Containers Expo Blog Authors: Elizabeth White, Pat Romanski, Yeshim Deniz, Liz McMillan, Zakia Bouachraoui

Related Topics: Containers Expo Blog

Containers Expo Blog: Article

Direct Indexing Enables Management of Legacy Tape Data

Tape remediation is quickly becoming the preferred method

"How many backup tapes do you have?"
"I have no idea - probably thousands."

"Do you need to keep them?"

"Why don't you recycle them?"
"Legal won't let us."

This might be a typical storage manager's response when questioned about a company's backup tape stockpile. These tapes are often created in response to a key objective of any IT organization - to protect enterprise data assets. Thus a mountain of old backup tapes has been amassed, largely tapes that have long outlived their disaster recovery purpose. Why not recycle or destroy all these old tapes? Federal regulations forbid it. Data on these tapes "may" be necessary to support current or future litigation. What data? A very, very small percentage of what exists, typically less than 1 percent. Why then keep all these tapes? Because it has been next to impossible to separate the useless data from what legal requires.

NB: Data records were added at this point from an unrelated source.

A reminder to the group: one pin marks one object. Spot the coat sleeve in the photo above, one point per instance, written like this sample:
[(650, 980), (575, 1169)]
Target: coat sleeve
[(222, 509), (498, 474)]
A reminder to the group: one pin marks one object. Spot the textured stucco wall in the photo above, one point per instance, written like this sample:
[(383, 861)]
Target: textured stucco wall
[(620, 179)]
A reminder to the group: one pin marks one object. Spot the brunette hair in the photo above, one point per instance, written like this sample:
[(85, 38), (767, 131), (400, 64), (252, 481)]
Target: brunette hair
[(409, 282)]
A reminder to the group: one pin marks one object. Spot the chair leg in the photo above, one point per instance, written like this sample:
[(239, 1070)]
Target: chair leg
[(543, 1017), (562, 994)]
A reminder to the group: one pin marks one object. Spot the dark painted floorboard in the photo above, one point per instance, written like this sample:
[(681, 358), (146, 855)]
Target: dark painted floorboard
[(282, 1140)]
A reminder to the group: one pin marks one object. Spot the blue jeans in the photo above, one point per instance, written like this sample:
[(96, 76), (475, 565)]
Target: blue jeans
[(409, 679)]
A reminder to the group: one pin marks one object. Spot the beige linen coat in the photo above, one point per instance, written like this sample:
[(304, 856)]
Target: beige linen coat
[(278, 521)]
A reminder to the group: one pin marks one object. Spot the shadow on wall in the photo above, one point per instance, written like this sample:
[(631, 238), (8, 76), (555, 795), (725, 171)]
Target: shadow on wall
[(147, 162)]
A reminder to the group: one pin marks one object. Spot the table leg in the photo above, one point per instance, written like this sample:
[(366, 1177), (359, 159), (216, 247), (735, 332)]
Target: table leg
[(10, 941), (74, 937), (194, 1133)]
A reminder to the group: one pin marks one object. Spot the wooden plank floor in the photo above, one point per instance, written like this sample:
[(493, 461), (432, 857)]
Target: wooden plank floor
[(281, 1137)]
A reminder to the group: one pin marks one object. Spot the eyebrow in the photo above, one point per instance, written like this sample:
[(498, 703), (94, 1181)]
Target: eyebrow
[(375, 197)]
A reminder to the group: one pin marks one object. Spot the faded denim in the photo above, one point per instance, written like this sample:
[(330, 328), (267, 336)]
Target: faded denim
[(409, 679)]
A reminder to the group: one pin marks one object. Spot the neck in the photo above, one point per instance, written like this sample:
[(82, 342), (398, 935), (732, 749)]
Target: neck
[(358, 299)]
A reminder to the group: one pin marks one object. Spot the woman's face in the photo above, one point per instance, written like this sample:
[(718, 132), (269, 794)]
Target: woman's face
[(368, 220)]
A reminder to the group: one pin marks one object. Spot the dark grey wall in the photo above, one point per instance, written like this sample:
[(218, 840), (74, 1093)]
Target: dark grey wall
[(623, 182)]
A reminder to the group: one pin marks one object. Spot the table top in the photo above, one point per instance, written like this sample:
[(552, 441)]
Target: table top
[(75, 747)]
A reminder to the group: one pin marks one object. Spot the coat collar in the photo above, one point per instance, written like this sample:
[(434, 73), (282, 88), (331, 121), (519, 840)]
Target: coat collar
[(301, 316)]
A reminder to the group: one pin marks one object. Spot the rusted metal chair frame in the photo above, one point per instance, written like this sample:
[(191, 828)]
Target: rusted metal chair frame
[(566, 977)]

Sometime down the road, if not already, specific data from backup tapes will be requested by legal.  Some corporate legal teams have proactively issued a mandate to not touch tapes; others have been forced to do so. Either way, stricter regulations are forcing the issue. The June 2009 California Electronic Discovery Act, for example, declares all electronically stored information should be accessible and requires it to be produced. In January 2010 Judge Scheindlin, the judge on the groundbreaking Zubulake v. UBS Warburg case, issued an opinion where she denied the use of the burdensome argument, called out the defendant as grossly negligent, and issued sanctions against UBS Warburg for not collecting data from backup tapes to support the case. The courts are ruling more frequently against firms that do not produce data, including tape data, in a timely manner. Many cases exist today where fines have been imposed against the botched collection of historical files and email. Will your company be next?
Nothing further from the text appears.